Dr. Carter G. Woodson made this clear when he said:

“What we need is not a history of selected races or nations, but the history of the world void of national bias, race hate, and religious prejudice.”

Dr. Woodson wasn’t asking for inclusion he was demanding truth.

Who Was Dr. Carter G. Woodson?

Carter G. Woodson earned his Ph.D. in History from Harvard University in 1912, becoming only the second Black person to do so, seven years after W.E.B. Du Bois. In 1915, Dr. Woodson founded the Association for the Study of Negro American History, not to entertain Black people, but to re-educate a people intentionally miseducated. (the miseducation of the Negro).

The mission was clear: teach Black people about the glory of Africa and the world changing contributions of African descendants throughout the diaspora.

Dr. Woodson exposed the blueprint of oppression plainly:

“If you teach the Negro that he has accomplished as much good as any other race he will aspire to equality and justice… Such an effort would upset the program of the oppressor.”

This is why Black history was hidden.
This is why Africa was portrayed as backward.
This is why Black people were taught to admire everyone except themselves.

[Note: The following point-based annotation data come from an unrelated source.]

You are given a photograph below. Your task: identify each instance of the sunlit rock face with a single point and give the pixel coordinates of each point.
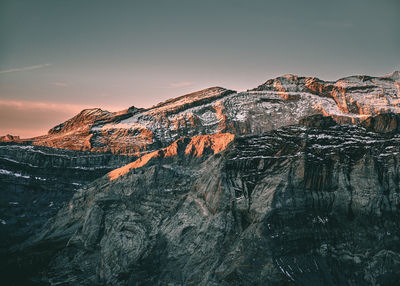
(296, 206)
(278, 102)
(295, 182)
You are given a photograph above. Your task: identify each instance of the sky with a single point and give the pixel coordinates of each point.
(58, 57)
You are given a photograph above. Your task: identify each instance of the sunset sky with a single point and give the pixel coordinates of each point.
(60, 56)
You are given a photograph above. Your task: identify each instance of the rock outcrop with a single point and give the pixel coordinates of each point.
(278, 102)
(295, 206)
(295, 182)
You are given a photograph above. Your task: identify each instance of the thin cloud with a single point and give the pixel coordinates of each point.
(59, 83)
(28, 68)
(334, 24)
(180, 84)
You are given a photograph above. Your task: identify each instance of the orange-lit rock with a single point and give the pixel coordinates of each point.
(195, 147)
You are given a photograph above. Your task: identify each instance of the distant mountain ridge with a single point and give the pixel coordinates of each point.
(277, 102)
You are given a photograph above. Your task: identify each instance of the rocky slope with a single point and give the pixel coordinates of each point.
(278, 102)
(295, 182)
(310, 204)
(36, 181)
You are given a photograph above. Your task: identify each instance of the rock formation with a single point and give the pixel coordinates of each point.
(296, 182)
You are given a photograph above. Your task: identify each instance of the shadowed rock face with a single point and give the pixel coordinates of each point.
(34, 183)
(295, 182)
(278, 102)
(295, 206)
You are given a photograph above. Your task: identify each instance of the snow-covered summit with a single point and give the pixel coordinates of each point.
(278, 102)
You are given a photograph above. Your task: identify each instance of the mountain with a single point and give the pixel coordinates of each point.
(295, 182)
(278, 102)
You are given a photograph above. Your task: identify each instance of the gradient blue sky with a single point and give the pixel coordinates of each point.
(59, 56)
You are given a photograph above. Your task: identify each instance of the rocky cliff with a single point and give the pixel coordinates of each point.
(278, 102)
(295, 206)
(295, 182)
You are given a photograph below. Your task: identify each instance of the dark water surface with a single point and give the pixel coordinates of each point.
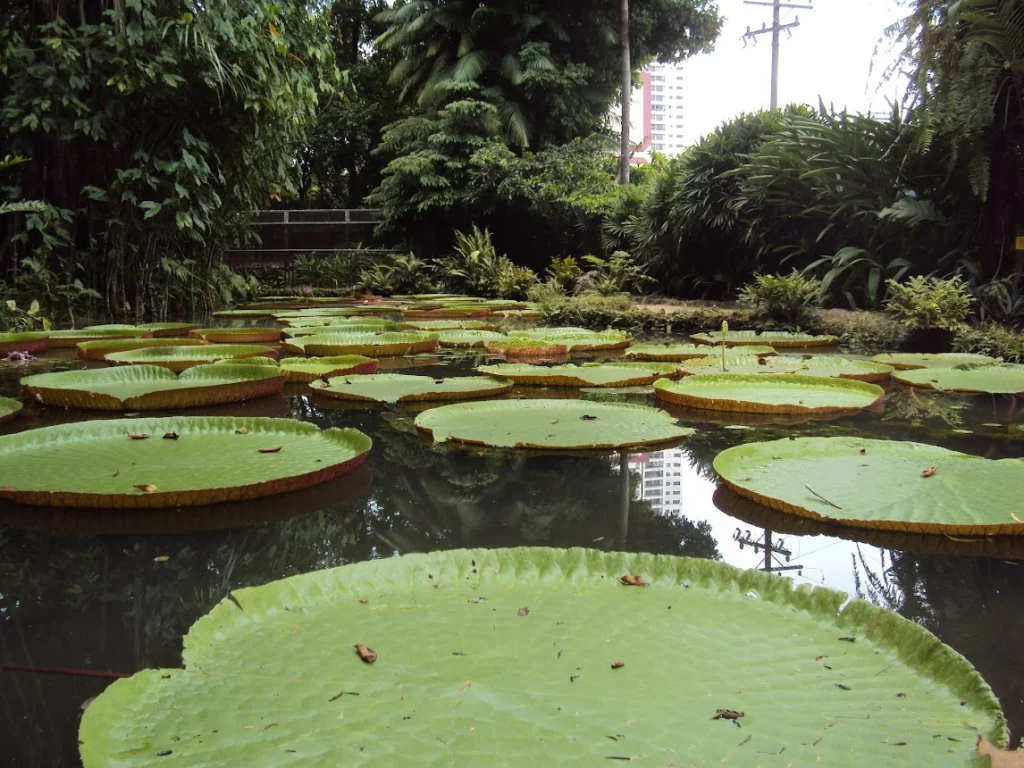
(93, 591)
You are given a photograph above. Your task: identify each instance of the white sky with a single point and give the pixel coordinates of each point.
(829, 54)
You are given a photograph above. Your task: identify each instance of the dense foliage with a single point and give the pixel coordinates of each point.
(151, 130)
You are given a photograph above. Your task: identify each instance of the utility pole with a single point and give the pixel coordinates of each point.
(776, 27)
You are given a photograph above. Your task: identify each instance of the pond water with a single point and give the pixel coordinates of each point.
(115, 592)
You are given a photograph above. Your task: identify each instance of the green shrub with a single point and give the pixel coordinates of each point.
(786, 299)
(930, 302)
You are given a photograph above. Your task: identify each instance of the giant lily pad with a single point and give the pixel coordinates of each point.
(406, 388)
(775, 339)
(212, 460)
(672, 352)
(148, 387)
(602, 375)
(24, 341)
(784, 393)
(237, 335)
(1005, 379)
(468, 338)
(70, 339)
(879, 483)
(911, 360)
(306, 370)
(551, 425)
(98, 349)
(8, 409)
(577, 339)
(476, 653)
(824, 365)
(374, 345)
(180, 357)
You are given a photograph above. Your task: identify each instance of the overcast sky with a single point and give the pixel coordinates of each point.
(829, 54)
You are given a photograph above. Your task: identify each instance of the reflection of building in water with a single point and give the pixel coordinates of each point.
(660, 478)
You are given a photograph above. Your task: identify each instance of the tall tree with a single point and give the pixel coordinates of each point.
(627, 82)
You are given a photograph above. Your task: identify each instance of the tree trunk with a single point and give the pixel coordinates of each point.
(624, 146)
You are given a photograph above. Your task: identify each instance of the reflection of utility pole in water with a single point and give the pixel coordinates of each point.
(624, 519)
(772, 563)
(776, 7)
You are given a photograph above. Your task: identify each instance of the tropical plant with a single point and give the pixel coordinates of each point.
(786, 299)
(930, 302)
(617, 273)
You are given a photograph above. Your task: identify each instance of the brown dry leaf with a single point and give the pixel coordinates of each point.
(367, 654)
(999, 758)
(632, 581)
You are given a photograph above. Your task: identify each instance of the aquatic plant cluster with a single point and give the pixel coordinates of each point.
(534, 392)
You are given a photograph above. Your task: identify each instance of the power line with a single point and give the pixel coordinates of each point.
(775, 29)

From Revolution to Reduction

Carter G. Woodson died in 1950. In 1973, his organization was renamed the Association for the Study of African American Life and History (ASALH). ASALH has set the official Black History theme every year since 1928. The current theme: “A Century of Black History Commemoration”—marks longevity, but also demands reflection.

Because somewhere along the way, Black History Month was watered down.

Today it too often looks like:

  • Individual worship instead of collective struggle

  • Entertainment instead of education

  • False pride instead of political consciousness

Woodson warned against this. He never intended Black history to revolve around individual “firsts” or isolated success stories. His final writings emphasized that Black history must be global, collective, and year-round. At the time of his death, Woodson was working on a multi-volume encyclopedia of the African diaspora, not biographies, but a unified civilizational record.

The Real Mission

Black history is not a month - it is a lifeline.
It is not about individuals - it is about a people.
It is not about the past - it is about power.

To honor Carter G. Woodson is to reject shallow celebrations and recommit to Black unity, global consciousness, and historical truth. I stand firmly in Woodson’s vision: celebrating all Black people, everywhere, across time and geography.

BLACK PEOPLE!!!!! When we know who we are
we stop asking for permission,
we stop accepting crumbs,
and we stop fighting each other.

That is why Negro History Week was created.
And that is why its message is still revolutionary today.